Just before the convoy is hit by the friendly artillery, the ground charge used to simulate the first shell impact can be seen as the truck drives past it.
In the final combat, just after the Japanese uncover their guns, one of them take a shot but the recoil is a good half second too late.
In the opening sequence, a man reacts to being shot by another man before the gun goes off.
There is a 50-star US flag (instead of 48) at the Navajo enlistment ceremony.
In the Training scene where the code talkers are doing a transcription from an audio recording, we briefly see the machine playing the audio. The first Wire Recorder was not manufactured by Webster-Chicago until 1948. The machine used in Windtalkers is the "Webcor Model 181 Wire Recorder" which was not manufactured by Webster-Chicago until 1953. The movie is supposed to be set in the early 1940s.
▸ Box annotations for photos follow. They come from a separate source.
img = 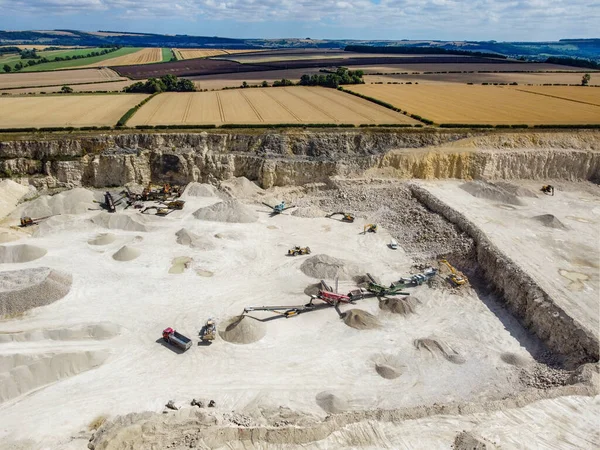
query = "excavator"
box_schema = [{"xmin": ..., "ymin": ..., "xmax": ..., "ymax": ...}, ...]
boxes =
[
  {"xmin": 440, "ymin": 259, "xmax": 467, "ymax": 287},
  {"xmin": 327, "ymin": 212, "xmax": 354, "ymax": 223},
  {"xmin": 363, "ymin": 223, "xmax": 377, "ymax": 234},
  {"xmin": 540, "ymin": 184, "xmax": 554, "ymax": 196}
]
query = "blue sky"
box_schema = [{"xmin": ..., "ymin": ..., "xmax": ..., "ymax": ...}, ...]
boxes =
[{"xmin": 0, "ymin": 0, "xmax": 600, "ymax": 41}]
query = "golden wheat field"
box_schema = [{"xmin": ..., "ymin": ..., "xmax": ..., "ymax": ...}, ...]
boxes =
[
  {"xmin": 128, "ymin": 87, "xmax": 418, "ymax": 126},
  {"xmin": 0, "ymin": 94, "xmax": 147, "ymax": 128},
  {"xmin": 0, "ymin": 69, "xmax": 126, "ymax": 89},
  {"xmin": 173, "ymin": 48, "xmax": 261, "ymax": 59},
  {"xmin": 347, "ymin": 84, "xmax": 600, "ymax": 125},
  {"xmin": 81, "ymin": 47, "xmax": 162, "ymax": 67}
]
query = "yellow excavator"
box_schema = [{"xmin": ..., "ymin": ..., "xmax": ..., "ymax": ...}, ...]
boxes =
[
  {"xmin": 363, "ymin": 223, "xmax": 377, "ymax": 234},
  {"xmin": 440, "ymin": 259, "xmax": 467, "ymax": 286}
]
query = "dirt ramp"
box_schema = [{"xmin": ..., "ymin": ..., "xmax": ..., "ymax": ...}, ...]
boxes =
[
  {"xmin": 219, "ymin": 316, "xmax": 267, "ymax": 344},
  {"xmin": 91, "ymin": 212, "xmax": 149, "ymax": 231},
  {"xmin": 315, "ymin": 391, "xmax": 349, "ymax": 414},
  {"xmin": 379, "ymin": 295, "xmax": 421, "ymax": 316},
  {"xmin": 342, "ymin": 309, "xmax": 381, "ymax": 330},
  {"xmin": 113, "ymin": 245, "xmax": 142, "ymax": 262},
  {"xmin": 88, "ymin": 233, "xmax": 117, "ymax": 245},
  {"xmin": 300, "ymin": 254, "xmax": 365, "ymax": 280},
  {"xmin": 0, "ymin": 267, "xmax": 73, "ymax": 317},
  {"xmin": 373, "ymin": 355, "xmax": 406, "ymax": 380},
  {"xmin": 532, "ymin": 214, "xmax": 567, "ymax": 230},
  {"xmin": 194, "ymin": 200, "xmax": 258, "ymax": 223},
  {"xmin": 0, "ymin": 351, "xmax": 109, "ymax": 402},
  {"xmin": 414, "ymin": 338, "xmax": 466, "ymax": 364},
  {"xmin": 0, "ymin": 244, "xmax": 48, "ymax": 264},
  {"xmin": 460, "ymin": 181, "xmax": 523, "ymax": 205}
]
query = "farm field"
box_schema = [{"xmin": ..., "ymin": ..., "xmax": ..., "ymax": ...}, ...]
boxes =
[
  {"xmin": 79, "ymin": 47, "xmax": 163, "ymax": 67},
  {"xmin": 346, "ymin": 84, "xmax": 600, "ymax": 125},
  {"xmin": 514, "ymin": 86, "xmax": 600, "ymax": 106},
  {"xmin": 128, "ymin": 87, "xmax": 418, "ymax": 126},
  {"xmin": 364, "ymin": 72, "xmax": 600, "ymax": 85},
  {"xmin": 0, "ymin": 94, "xmax": 147, "ymax": 128},
  {"xmin": 0, "ymin": 68, "xmax": 124, "ymax": 89},
  {"xmin": 173, "ymin": 48, "xmax": 262, "ymax": 59},
  {"xmin": 0, "ymin": 80, "xmax": 135, "ymax": 95}
]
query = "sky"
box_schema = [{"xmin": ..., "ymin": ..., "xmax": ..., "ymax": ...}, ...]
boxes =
[{"xmin": 0, "ymin": 0, "xmax": 600, "ymax": 41}]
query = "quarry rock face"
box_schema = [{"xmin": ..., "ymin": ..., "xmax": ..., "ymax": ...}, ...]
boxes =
[{"xmin": 0, "ymin": 130, "xmax": 600, "ymax": 188}]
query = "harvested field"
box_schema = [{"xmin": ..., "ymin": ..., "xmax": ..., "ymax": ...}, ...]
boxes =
[
  {"xmin": 0, "ymin": 68, "xmax": 123, "ymax": 89},
  {"xmin": 128, "ymin": 87, "xmax": 417, "ymax": 126},
  {"xmin": 173, "ymin": 48, "xmax": 262, "ymax": 59},
  {"xmin": 0, "ymin": 94, "xmax": 147, "ymax": 128},
  {"xmin": 0, "ymin": 80, "xmax": 138, "ymax": 95},
  {"xmin": 80, "ymin": 47, "xmax": 162, "ymax": 67},
  {"xmin": 347, "ymin": 84, "xmax": 600, "ymax": 125}
]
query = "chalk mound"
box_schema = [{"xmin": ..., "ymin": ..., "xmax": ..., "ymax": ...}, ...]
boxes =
[
  {"xmin": 414, "ymin": 338, "xmax": 466, "ymax": 364},
  {"xmin": 342, "ymin": 309, "xmax": 381, "ymax": 330},
  {"xmin": 453, "ymin": 431, "xmax": 498, "ymax": 450},
  {"xmin": 169, "ymin": 256, "xmax": 192, "ymax": 273},
  {"xmin": 194, "ymin": 200, "xmax": 258, "ymax": 223},
  {"xmin": 379, "ymin": 295, "xmax": 421, "ymax": 316},
  {"xmin": 88, "ymin": 233, "xmax": 117, "ymax": 245},
  {"xmin": 500, "ymin": 352, "xmax": 531, "ymax": 367},
  {"xmin": 0, "ymin": 244, "xmax": 48, "ymax": 264},
  {"xmin": 91, "ymin": 212, "xmax": 148, "ymax": 231},
  {"xmin": 175, "ymin": 228, "xmax": 216, "ymax": 250},
  {"xmin": 183, "ymin": 182, "xmax": 218, "ymax": 197},
  {"xmin": 300, "ymin": 254, "xmax": 365, "ymax": 280},
  {"xmin": 315, "ymin": 391, "xmax": 348, "ymax": 414},
  {"xmin": 459, "ymin": 181, "xmax": 523, "ymax": 205},
  {"xmin": 0, "ymin": 322, "xmax": 120, "ymax": 342},
  {"xmin": 0, "ymin": 351, "xmax": 109, "ymax": 402},
  {"xmin": 0, "ymin": 231, "xmax": 21, "ymax": 244},
  {"xmin": 17, "ymin": 188, "xmax": 98, "ymax": 217},
  {"xmin": 219, "ymin": 316, "xmax": 267, "ymax": 344},
  {"xmin": 373, "ymin": 355, "xmax": 405, "ymax": 380},
  {"xmin": 0, "ymin": 267, "xmax": 73, "ymax": 317},
  {"xmin": 219, "ymin": 177, "xmax": 264, "ymax": 198},
  {"xmin": 113, "ymin": 245, "xmax": 142, "ymax": 261},
  {"xmin": 292, "ymin": 206, "xmax": 327, "ymax": 219},
  {"xmin": 532, "ymin": 214, "xmax": 567, "ymax": 230}
]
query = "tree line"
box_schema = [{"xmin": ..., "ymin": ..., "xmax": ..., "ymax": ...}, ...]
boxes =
[{"xmin": 123, "ymin": 74, "xmax": 196, "ymax": 94}]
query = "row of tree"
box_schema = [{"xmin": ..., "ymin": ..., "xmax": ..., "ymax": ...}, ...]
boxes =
[{"xmin": 123, "ymin": 74, "xmax": 196, "ymax": 94}]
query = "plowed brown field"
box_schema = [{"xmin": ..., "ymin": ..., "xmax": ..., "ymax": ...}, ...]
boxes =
[
  {"xmin": 82, "ymin": 47, "xmax": 162, "ymax": 67},
  {"xmin": 0, "ymin": 69, "xmax": 126, "ymax": 89},
  {"xmin": 347, "ymin": 84, "xmax": 600, "ymax": 125},
  {"xmin": 0, "ymin": 94, "xmax": 147, "ymax": 128},
  {"xmin": 128, "ymin": 87, "xmax": 418, "ymax": 126}
]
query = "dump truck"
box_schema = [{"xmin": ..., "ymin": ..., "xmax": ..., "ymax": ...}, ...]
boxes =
[{"xmin": 163, "ymin": 327, "xmax": 192, "ymax": 351}]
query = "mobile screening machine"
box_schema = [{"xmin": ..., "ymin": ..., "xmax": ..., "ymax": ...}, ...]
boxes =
[{"xmin": 163, "ymin": 327, "xmax": 192, "ymax": 351}]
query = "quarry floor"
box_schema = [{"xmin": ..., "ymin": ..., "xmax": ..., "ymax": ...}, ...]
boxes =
[{"xmin": 0, "ymin": 182, "xmax": 600, "ymax": 449}]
The start of the Camp Pendleton sequence opens with a closeup of a 50-star U.S. flag which is incorrect for 1943, the year of the action. The closeup dissolves to an establishing shot of the camp's parade square where a correct, 48-star flag is visible on the mast. The U.S. would not require a 50-star flag until 1959.
Just before Pete Anderson joins Private Whitehorse in their flute/harmonica-duo, Whitehorse plays solo. However, the flute plays on, just for a second while he is clearly taking in air, and thus, obviously, cannot play.
Crew or equipment visible
After the marines have stormed the Japanese trench during the first battle scene on Saipan, the have to deal with the pillbox machine gun by using the flamethrower. During the initial blast from the flamethrower, there are several members of the film and safety crew visible as well as two modern day Jeeps in the top left hand section of the screen.
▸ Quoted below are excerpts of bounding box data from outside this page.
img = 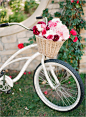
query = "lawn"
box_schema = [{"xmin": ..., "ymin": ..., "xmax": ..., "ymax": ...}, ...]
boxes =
[{"xmin": 0, "ymin": 72, "xmax": 86, "ymax": 117}]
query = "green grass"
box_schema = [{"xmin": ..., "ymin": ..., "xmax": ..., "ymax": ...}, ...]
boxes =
[{"xmin": 0, "ymin": 73, "xmax": 86, "ymax": 117}]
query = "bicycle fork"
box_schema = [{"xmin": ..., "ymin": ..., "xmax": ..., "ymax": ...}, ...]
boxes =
[{"xmin": 41, "ymin": 55, "xmax": 60, "ymax": 89}]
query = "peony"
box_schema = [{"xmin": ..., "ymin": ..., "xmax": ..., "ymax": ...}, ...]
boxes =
[
  {"xmin": 42, "ymin": 29, "xmax": 46, "ymax": 35},
  {"xmin": 47, "ymin": 35, "xmax": 54, "ymax": 40},
  {"xmin": 52, "ymin": 18, "xmax": 62, "ymax": 24},
  {"xmin": 49, "ymin": 21, "xmax": 57, "ymax": 27},
  {"xmin": 70, "ymin": 29, "xmax": 77, "ymax": 36},
  {"xmin": 18, "ymin": 43, "xmax": 24, "ymax": 49},
  {"xmin": 53, "ymin": 35, "xmax": 59, "ymax": 41},
  {"xmin": 77, "ymin": 0, "xmax": 79, "ymax": 4},
  {"xmin": 37, "ymin": 21, "xmax": 46, "ymax": 24},
  {"xmin": 33, "ymin": 26, "xmax": 40, "ymax": 35},
  {"xmin": 73, "ymin": 37, "xmax": 78, "ymax": 42},
  {"xmin": 71, "ymin": 0, "xmax": 74, "ymax": 3},
  {"xmin": 33, "ymin": 18, "xmax": 69, "ymax": 41}
]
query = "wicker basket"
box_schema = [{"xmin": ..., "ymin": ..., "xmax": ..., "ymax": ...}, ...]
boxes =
[{"xmin": 36, "ymin": 36, "xmax": 64, "ymax": 58}]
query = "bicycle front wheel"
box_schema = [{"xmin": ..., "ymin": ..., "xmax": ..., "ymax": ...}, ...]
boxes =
[{"xmin": 34, "ymin": 59, "xmax": 84, "ymax": 111}]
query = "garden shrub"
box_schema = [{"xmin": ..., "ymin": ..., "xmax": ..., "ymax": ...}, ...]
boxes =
[
  {"xmin": 24, "ymin": 0, "xmax": 38, "ymax": 15},
  {"xmin": 42, "ymin": 0, "xmax": 86, "ymax": 70}
]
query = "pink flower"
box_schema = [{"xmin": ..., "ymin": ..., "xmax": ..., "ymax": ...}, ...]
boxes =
[
  {"xmin": 28, "ymin": 72, "xmax": 31, "ymax": 74},
  {"xmin": 41, "ymin": 24, "xmax": 46, "ymax": 28},
  {"xmin": 42, "ymin": 29, "xmax": 46, "ymax": 35},
  {"xmin": 24, "ymin": 72, "xmax": 26, "ymax": 75},
  {"xmin": 47, "ymin": 35, "xmax": 54, "ymax": 39},
  {"xmin": 33, "ymin": 26, "xmax": 40, "ymax": 35},
  {"xmin": 18, "ymin": 43, "xmax": 24, "ymax": 49},
  {"xmin": 73, "ymin": 37, "xmax": 78, "ymax": 42},
  {"xmin": 46, "ymin": 26, "xmax": 50, "ymax": 30},
  {"xmin": 71, "ymin": 0, "xmax": 74, "ymax": 3},
  {"xmin": 49, "ymin": 21, "xmax": 57, "ymax": 27},
  {"xmin": 9, "ymin": 76, "xmax": 12, "ymax": 78},
  {"xmin": 15, "ymin": 82, "xmax": 18, "ymax": 84},
  {"xmin": 37, "ymin": 21, "xmax": 46, "ymax": 24},
  {"xmin": 77, "ymin": 0, "xmax": 79, "ymax": 4},
  {"xmin": 53, "ymin": 35, "xmax": 59, "ymax": 41},
  {"xmin": 44, "ymin": 91, "xmax": 48, "ymax": 95},
  {"xmin": 70, "ymin": 29, "xmax": 77, "ymax": 36}
]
When Enders is pretending to be taken prisoner by Yahzee, and he goes to move behind Yahzee after being hit, you can see the shadow of a cameraman on the floor, moving with the shot.
When the marines first land on Saipan there is a huge battle going on. Nicholas Cage stops to reload his Thompson and has a brief flashback to what happened to him on the Solomon islands. He then finishes reloading and runs up to a Japanese soldier who is on fire. If you look to the right of the screen as he is running, a man in all black is visible wearing goggles - obviously there for fire safety
Errors in geography
While Saipan does have a number of relatively large ridges and high points, they are not as prominent on the landscape as those on Kualoa Ranch, the island standing in for Saipan in the film.
The Saipan landings did not start in a large valley as in the film.
The village of Tanapag, Saipan is very close to the sea, well in visual range. Yet, the sea is not visible during the scenes set in Tanapag.
When Ben Yahzee is leaving his family he shares a firm handshake with an elder. In Navajo culture personal contact is very limited. The handshake would have been a brief, light touch if given at all.